Roland quietly set his sticks down on the oak table and nodded with a sorrowful expression. — "It's a tragedy, Ambassador. Unfortunately, a large section of the North Slope Mine collapsed catastrophically a few weeks ago. It was a true disaster. During this past month, the town's workforce has only been able to focus on trying to stabilize the galleries and resume some minimum level of safe production. The colossal volume of rubble from the collapse still hasn't been completely removed. Based on the logistical calculations Count Arthur performed, we will only be able to resume conventional mining rates early next year, at the earliest."

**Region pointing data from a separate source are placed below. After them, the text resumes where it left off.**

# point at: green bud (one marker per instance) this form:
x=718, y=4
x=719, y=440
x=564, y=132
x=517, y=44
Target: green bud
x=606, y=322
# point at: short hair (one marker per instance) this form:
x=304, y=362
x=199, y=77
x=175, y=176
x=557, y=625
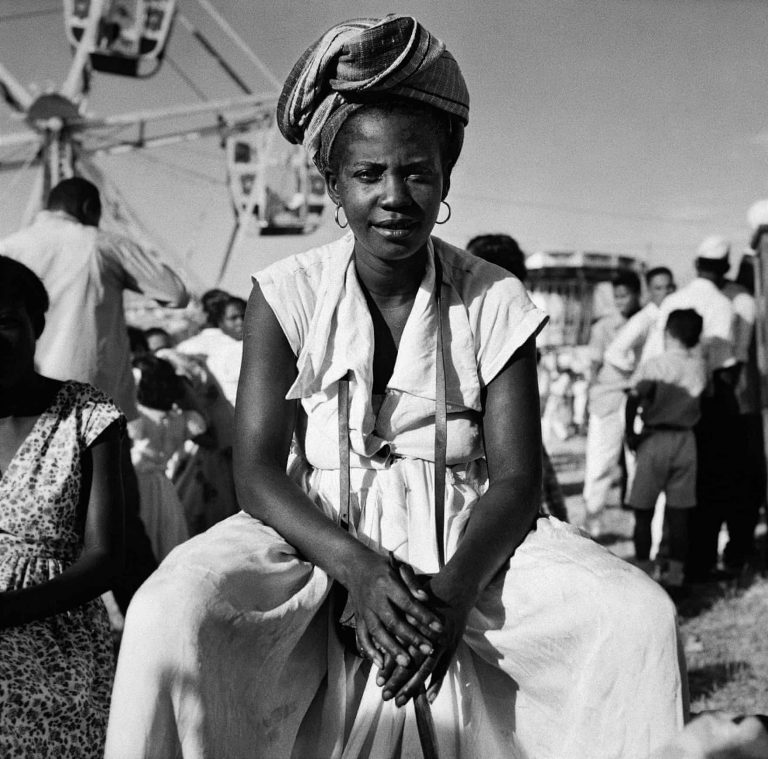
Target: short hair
x=658, y=271
x=501, y=250
x=19, y=284
x=137, y=340
x=629, y=279
x=158, y=386
x=71, y=194
x=685, y=324
x=450, y=128
x=715, y=266
x=156, y=332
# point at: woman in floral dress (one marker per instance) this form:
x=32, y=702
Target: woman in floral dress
x=61, y=541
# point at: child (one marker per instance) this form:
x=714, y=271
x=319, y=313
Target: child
x=61, y=541
x=667, y=389
x=159, y=432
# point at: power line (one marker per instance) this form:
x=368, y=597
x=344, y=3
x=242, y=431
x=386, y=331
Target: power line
x=28, y=14
x=580, y=210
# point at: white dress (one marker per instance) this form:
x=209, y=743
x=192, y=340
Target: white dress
x=156, y=436
x=229, y=649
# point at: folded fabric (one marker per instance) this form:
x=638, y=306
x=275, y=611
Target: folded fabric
x=358, y=59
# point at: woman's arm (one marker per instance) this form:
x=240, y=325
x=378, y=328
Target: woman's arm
x=503, y=516
x=102, y=556
x=264, y=424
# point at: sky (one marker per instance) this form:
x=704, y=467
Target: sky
x=626, y=126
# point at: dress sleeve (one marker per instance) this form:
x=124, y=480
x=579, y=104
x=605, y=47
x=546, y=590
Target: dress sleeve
x=97, y=412
x=503, y=319
x=292, y=299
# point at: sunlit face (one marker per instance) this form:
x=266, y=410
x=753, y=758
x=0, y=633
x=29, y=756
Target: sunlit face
x=158, y=341
x=659, y=287
x=232, y=321
x=17, y=343
x=626, y=300
x=389, y=179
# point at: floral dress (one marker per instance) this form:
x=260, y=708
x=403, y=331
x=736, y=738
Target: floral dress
x=56, y=673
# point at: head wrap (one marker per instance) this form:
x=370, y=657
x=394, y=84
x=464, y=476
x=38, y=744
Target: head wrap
x=714, y=248
x=359, y=61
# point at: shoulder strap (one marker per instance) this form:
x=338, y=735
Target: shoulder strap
x=344, y=480
x=441, y=419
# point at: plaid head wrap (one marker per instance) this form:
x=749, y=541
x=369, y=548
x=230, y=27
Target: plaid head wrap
x=359, y=61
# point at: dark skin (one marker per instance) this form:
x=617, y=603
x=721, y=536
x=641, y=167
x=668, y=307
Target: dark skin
x=409, y=629
x=24, y=396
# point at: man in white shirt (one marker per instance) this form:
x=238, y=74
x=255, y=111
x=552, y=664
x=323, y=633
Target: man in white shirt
x=85, y=271
x=718, y=455
x=605, y=429
x=626, y=349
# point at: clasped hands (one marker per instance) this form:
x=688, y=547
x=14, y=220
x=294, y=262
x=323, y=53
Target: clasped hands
x=405, y=627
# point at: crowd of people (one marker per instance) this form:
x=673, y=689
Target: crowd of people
x=342, y=484
x=673, y=401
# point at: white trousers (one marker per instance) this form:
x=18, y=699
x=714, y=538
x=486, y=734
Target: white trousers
x=605, y=442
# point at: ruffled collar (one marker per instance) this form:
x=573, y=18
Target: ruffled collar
x=340, y=341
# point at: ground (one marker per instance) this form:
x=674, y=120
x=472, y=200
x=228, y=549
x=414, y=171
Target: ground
x=724, y=625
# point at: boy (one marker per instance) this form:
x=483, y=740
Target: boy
x=667, y=389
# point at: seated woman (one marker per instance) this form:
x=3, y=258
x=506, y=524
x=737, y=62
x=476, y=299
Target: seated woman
x=406, y=371
x=61, y=541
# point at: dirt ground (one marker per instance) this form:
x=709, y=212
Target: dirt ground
x=724, y=625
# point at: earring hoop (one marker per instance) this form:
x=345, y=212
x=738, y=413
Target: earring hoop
x=336, y=218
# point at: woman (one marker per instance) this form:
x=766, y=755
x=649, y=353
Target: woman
x=61, y=541
x=220, y=343
x=518, y=654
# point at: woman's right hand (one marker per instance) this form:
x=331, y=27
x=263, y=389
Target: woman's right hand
x=391, y=611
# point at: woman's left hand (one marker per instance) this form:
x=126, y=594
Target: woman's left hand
x=403, y=683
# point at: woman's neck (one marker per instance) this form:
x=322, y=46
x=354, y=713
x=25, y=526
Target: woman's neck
x=28, y=395
x=391, y=280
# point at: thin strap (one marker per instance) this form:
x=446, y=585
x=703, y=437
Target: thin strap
x=344, y=480
x=441, y=431
x=441, y=420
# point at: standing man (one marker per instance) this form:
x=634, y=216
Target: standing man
x=605, y=429
x=719, y=454
x=86, y=270
x=626, y=349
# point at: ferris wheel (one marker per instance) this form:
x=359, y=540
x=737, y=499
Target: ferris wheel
x=274, y=188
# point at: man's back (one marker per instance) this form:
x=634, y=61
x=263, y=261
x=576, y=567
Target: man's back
x=85, y=271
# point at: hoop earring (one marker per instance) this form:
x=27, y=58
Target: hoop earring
x=336, y=218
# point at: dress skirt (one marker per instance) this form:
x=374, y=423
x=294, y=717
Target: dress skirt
x=230, y=649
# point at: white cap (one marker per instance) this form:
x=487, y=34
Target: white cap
x=714, y=247
x=757, y=216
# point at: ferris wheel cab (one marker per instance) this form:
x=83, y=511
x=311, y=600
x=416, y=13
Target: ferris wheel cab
x=273, y=184
x=131, y=35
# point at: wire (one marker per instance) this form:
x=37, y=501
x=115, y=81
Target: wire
x=28, y=14
x=186, y=78
x=12, y=184
x=182, y=170
x=240, y=43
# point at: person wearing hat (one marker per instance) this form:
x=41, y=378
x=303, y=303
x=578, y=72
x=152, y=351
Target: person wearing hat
x=719, y=459
x=403, y=549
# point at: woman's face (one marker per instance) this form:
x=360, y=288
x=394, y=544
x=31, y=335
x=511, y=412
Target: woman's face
x=17, y=343
x=232, y=321
x=389, y=179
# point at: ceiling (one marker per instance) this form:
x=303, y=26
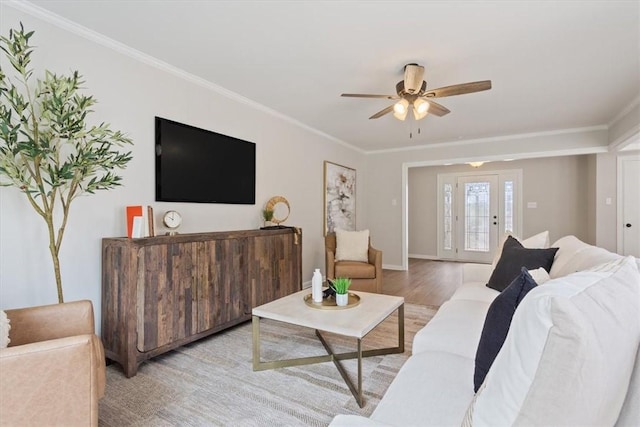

The entire mine collapsed? For a fleeting moment, desperation hit Petrov: could that be too convenient an excuse, an elaborate lie? However, his political training quickly corrected his thinking. Roland wouldn't be stupid enough to lie about something physical. If Petrov mounted his horse right now and galloped to the North Slope Mine, the truth would be wide open in the form of tons of rocks blocking the tunnels. Obviously, covering up a fake collapse would be impossible and would ruin Roland's image.
— "That is terribly unfortunate, Your Highness," said Petrov, choosing his words carefully. — "But then… what happened to the stockpile of ore that had already been extracted before the unfortunate collapse?"
— "The stockpile wasn't abundant to begin with," interjected Arthur, with the professional voice of a ruthless auditor, leaning over his parchment. — "The quantity extracted up to the date of the accident strictly followed the baseline of your infamous 'trade convention'. The workers of this town, malnourished and poorly equipped, were never able to produce a single gram more than the crushing volume stipulated by your six families."
Roland took the lead, emphasizing his next words in a somber and pragmatic manner: — "Mr. Ambassador, you, being a literate man of the court, must remember very well the catastrophe that ravaged this place during the Months of Demons two short years ago, correct?"
Petrov's stomach dropped. Of course he vividly and shamefully remembered that: the unforgiving, cursed winter had dragged on for four long months. In Border Town, abandoned to its fate, nearly one in two people, half the workforce, simply died of starvation and hypothermia in their mud hovels. The hidden and unofficial cause of that carnage was the greedy, insatiable, and corrupt avarice of the then municipal administrative governor sent by the Stronghold, Sir Reynold. There was much whispered outrage in the halls and strong internal opposition among Longsong's noble aristocracy because of the loss of useful lives; some progressive nobles even demanded that Governor Reynold be severely punished posthumously for the damage to the economy. But, at the end of that political circus, absolutely nothing happened to the man. Why? Solely and exclusively because Reynold was married to the beloved second daughter of the Duke himself. Nepotism trumped starvation.
When Roland rubbed that obscure incident in his face, Petrov had a terrible, icy premonition about the direction of that negotiation.
— "I guarantee you, Petrov, that this time things will be exponentially worse if the old order is maintained," sighed Roland. — "With the scarce ore we managed to pull from the rocks before the roof gave way, and with the starvation prices you impose, the value wouldn't buy enough food for even the first eight weeks of snow. I will move heaven and earth to sustain my people and stop them from eating their own shoes, but I sincerely fear they will not survive the winter under the current terms. The Duke's archaic old ways of trade must be extirpated and abolished immediately!"
Petrov opened his mouth, but the words died in his throat. He wasn't a born diplomat trained to debate morality versus profit. Faced with such overwhelming humanitarian grounds and a documented accidental collapse, he found himself cornered and unable to point out any flaw in the Prince's, and the Count's, argument.